While temperatures across Europe may now be rising, the ongoing cost-of-living crisis means the prospect of a peak season in any recycled polymer market in 2023 is rapidly evaporating.
Differing levels of inflation across Europe, along with differing energy costs (which although now declining remain above their pre-2022 levels), government support measures, local supply and demand conditions have led to deeply fragmented markets. This has widened the spread of prices across Europe. Compounding this is the frequent appearance of distressed cargoes on the market in various parts of the chain, with some players needing to offload material to free up storage space or to raise cashflow.

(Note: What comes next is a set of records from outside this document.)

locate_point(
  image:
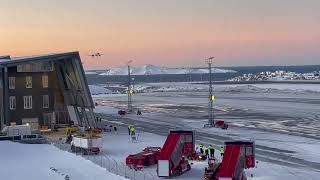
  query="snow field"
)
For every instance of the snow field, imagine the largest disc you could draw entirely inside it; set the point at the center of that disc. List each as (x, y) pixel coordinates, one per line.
(42, 161)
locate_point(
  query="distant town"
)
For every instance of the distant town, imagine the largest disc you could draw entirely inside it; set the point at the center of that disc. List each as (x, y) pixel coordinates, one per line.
(277, 76)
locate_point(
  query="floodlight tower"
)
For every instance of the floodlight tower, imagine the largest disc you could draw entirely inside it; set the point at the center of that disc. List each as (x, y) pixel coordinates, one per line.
(129, 88)
(210, 104)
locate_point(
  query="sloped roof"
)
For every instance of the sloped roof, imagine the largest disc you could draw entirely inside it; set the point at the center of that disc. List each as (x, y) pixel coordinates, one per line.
(48, 57)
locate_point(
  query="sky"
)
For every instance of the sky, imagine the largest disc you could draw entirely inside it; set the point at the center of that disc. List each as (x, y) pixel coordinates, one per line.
(165, 32)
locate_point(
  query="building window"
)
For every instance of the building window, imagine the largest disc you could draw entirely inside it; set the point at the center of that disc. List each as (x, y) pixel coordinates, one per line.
(12, 102)
(28, 82)
(45, 81)
(45, 101)
(12, 82)
(27, 102)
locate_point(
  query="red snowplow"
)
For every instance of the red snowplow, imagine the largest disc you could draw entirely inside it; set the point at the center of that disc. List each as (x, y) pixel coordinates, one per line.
(239, 155)
(172, 158)
(221, 124)
(148, 157)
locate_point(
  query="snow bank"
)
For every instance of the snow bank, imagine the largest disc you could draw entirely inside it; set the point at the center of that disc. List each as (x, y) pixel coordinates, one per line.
(41, 161)
(152, 69)
(96, 90)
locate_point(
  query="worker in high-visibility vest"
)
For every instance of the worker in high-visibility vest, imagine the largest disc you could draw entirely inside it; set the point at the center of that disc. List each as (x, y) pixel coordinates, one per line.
(221, 151)
(206, 151)
(129, 129)
(211, 150)
(133, 131)
(201, 149)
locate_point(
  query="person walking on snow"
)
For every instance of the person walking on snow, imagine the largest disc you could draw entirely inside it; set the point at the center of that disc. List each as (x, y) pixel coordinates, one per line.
(201, 149)
(211, 151)
(221, 151)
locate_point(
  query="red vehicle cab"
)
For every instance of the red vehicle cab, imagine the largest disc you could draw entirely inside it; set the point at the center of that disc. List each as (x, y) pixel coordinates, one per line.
(147, 157)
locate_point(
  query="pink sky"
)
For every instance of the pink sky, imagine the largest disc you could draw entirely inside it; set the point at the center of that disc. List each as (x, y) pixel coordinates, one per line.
(167, 32)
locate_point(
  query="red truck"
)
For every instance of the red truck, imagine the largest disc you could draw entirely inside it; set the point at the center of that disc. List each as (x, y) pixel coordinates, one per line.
(173, 156)
(238, 155)
(148, 157)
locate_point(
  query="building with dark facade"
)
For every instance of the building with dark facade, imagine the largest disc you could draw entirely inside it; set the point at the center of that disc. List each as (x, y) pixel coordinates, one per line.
(44, 90)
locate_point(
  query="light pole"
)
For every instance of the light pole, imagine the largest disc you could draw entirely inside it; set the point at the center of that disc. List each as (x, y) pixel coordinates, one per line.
(129, 88)
(132, 85)
(210, 98)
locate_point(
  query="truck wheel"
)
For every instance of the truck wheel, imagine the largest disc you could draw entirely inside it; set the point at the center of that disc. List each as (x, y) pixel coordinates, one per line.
(73, 148)
(84, 151)
(188, 167)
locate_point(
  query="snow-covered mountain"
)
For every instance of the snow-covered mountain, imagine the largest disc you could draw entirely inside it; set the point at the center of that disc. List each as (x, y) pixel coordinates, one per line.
(152, 69)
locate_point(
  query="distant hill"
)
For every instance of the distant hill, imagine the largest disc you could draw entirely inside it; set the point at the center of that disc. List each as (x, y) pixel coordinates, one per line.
(157, 70)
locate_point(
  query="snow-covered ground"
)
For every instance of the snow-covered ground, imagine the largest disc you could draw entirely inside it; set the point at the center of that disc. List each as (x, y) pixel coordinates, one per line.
(118, 146)
(42, 161)
(283, 119)
(96, 90)
(152, 69)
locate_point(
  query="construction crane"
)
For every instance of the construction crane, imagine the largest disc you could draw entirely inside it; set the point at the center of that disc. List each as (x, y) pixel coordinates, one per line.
(95, 54)
(130, 91)
(211, 96)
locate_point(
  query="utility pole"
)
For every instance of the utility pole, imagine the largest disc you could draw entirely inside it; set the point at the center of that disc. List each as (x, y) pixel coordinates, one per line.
(210, 98)
(129, 88)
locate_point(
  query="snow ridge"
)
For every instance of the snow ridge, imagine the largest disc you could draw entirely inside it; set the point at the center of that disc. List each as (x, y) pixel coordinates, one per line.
(150, 69)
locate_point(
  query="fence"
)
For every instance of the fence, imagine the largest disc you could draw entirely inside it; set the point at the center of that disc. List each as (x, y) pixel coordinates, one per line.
(110, 164)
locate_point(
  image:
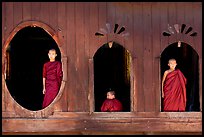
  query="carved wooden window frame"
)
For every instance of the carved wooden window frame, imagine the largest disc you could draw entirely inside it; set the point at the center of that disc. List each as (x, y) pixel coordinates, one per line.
(19, 110)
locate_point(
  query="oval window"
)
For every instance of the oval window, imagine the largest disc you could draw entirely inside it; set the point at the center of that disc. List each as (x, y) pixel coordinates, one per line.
(187, 61)
(112, 72)
(26, 54)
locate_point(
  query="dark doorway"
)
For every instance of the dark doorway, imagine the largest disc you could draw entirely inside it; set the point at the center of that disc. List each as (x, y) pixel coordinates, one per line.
(26, 54)
(187, 62)
(112, 71)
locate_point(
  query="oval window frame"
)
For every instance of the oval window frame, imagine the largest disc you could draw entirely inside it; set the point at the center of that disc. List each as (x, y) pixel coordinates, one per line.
(20, 110)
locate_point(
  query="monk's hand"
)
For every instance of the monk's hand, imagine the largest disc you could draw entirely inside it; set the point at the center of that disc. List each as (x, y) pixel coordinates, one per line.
(43, 90)
(162, 95)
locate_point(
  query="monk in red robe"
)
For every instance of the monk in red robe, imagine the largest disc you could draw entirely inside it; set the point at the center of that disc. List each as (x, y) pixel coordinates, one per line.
(52, 77)
(173, 89)
(111, 104)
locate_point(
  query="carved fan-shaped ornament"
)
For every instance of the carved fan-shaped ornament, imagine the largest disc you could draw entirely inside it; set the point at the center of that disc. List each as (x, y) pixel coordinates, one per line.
(176, 28)
(108, 30)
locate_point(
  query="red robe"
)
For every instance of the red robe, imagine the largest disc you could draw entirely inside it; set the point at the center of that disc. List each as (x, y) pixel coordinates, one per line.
(110, 105)
(175, 91)
(52, 72)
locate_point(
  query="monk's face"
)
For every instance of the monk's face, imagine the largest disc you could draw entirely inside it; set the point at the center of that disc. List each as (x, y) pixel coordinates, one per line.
(110, 96)
(172, 64)
(52, 54)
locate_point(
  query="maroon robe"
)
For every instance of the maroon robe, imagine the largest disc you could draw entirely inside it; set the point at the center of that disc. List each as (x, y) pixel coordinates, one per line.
(175, 91)
(52, 72)
(110, 105)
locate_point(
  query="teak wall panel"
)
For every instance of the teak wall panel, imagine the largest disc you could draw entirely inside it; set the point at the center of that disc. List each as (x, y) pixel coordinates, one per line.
(78, 23)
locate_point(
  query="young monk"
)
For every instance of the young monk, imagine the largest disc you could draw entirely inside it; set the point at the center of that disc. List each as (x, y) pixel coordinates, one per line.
(173, 88)
(111, 104)
(52, 77)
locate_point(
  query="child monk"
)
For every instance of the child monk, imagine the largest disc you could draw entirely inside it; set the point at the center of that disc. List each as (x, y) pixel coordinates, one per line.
(52, 77)
(111, 104)
(173, 88)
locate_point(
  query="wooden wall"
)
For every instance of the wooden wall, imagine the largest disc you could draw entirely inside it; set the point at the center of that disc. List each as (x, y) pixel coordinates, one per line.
(78, 22)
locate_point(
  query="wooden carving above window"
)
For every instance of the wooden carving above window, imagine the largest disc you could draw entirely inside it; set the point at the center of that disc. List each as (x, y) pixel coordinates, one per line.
(176, 28)
(108, 30)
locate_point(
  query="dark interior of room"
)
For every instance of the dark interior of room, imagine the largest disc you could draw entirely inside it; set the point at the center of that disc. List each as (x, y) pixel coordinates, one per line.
(110, 73)
(27, 52)
(187, 62)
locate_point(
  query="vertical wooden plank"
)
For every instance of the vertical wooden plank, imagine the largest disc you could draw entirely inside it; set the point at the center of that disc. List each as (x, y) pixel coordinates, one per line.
(188, 11)
(3, 42)
(197, 18)
(94, 26)
(53, 12)
(9, 19)
(93, 41)
(35, 10)
(81, 66)
(71, 84)
(61, 105)
(91, 87)
(120, 19)
(87, 28)
(147, 62)
(102, 22)
(111, 16)
(156, 34)
(89, 77)
(44, 12)
(128, 42)
(171, 21)
(180, 19)
(26, 11)
(164, 25)
(138, 54)
(18, 13)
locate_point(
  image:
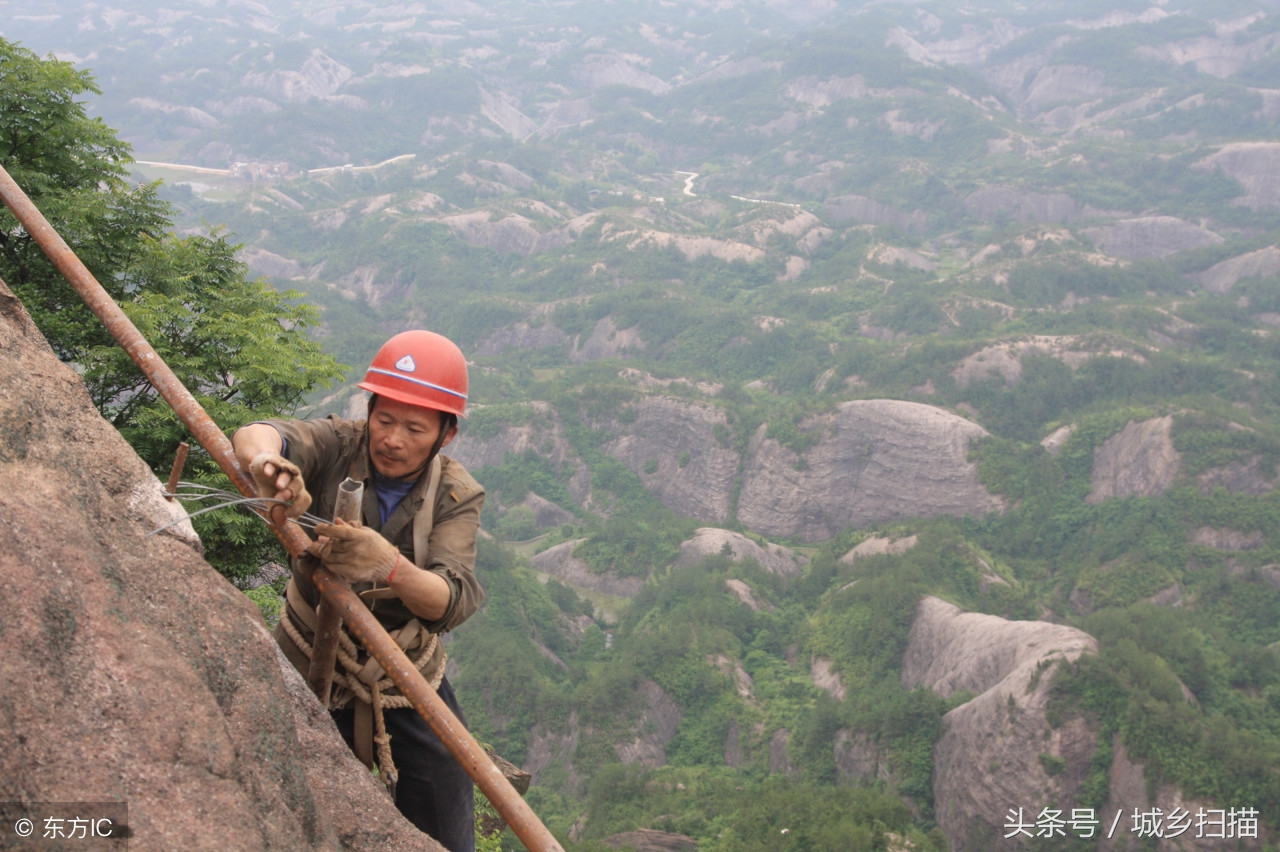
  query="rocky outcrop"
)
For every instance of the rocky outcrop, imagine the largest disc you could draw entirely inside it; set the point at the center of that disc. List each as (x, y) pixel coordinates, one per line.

As the inventory levels back-up the supply chain, particularly for feedstocks, storage space is becoming increasingly limited. Consequently, storage costs are rising and adding to overall production costs, diminishing the impact of lower energy prices. The cost of living crisis has also generated demand for higher wages, another factor impacting recyclers’ operating costs.
CONSOLIDATION RISK
Most players in the recycling chain do not have the same level of cash reserves to draw upon as in the petrochemical space. Absent of those deep pockets, players in the recycling chain are not thinking in 10 year cycles. Many small and mid-sized players are instead currently thinking about trying to keep the lights on.
Margins across non-packaging grades in particular are currently squeezed. For key recycled polymer markets such as recycled polyethylene (R-PE) and recycled polypropylene (R-PP) these represent the bulk of produced volumes – even for the majority of players that also serve packaging sectors.
As an example of how squeezed margins currently are, the spread between post-industrial polypropylene black bales and black pellets (the most prevalent of the R-PP grades in Europe) is currently at a 26-month low, and April monthly contracts saw the spread between R-PP black flakes and downstream R-PP black pellets hit a record low.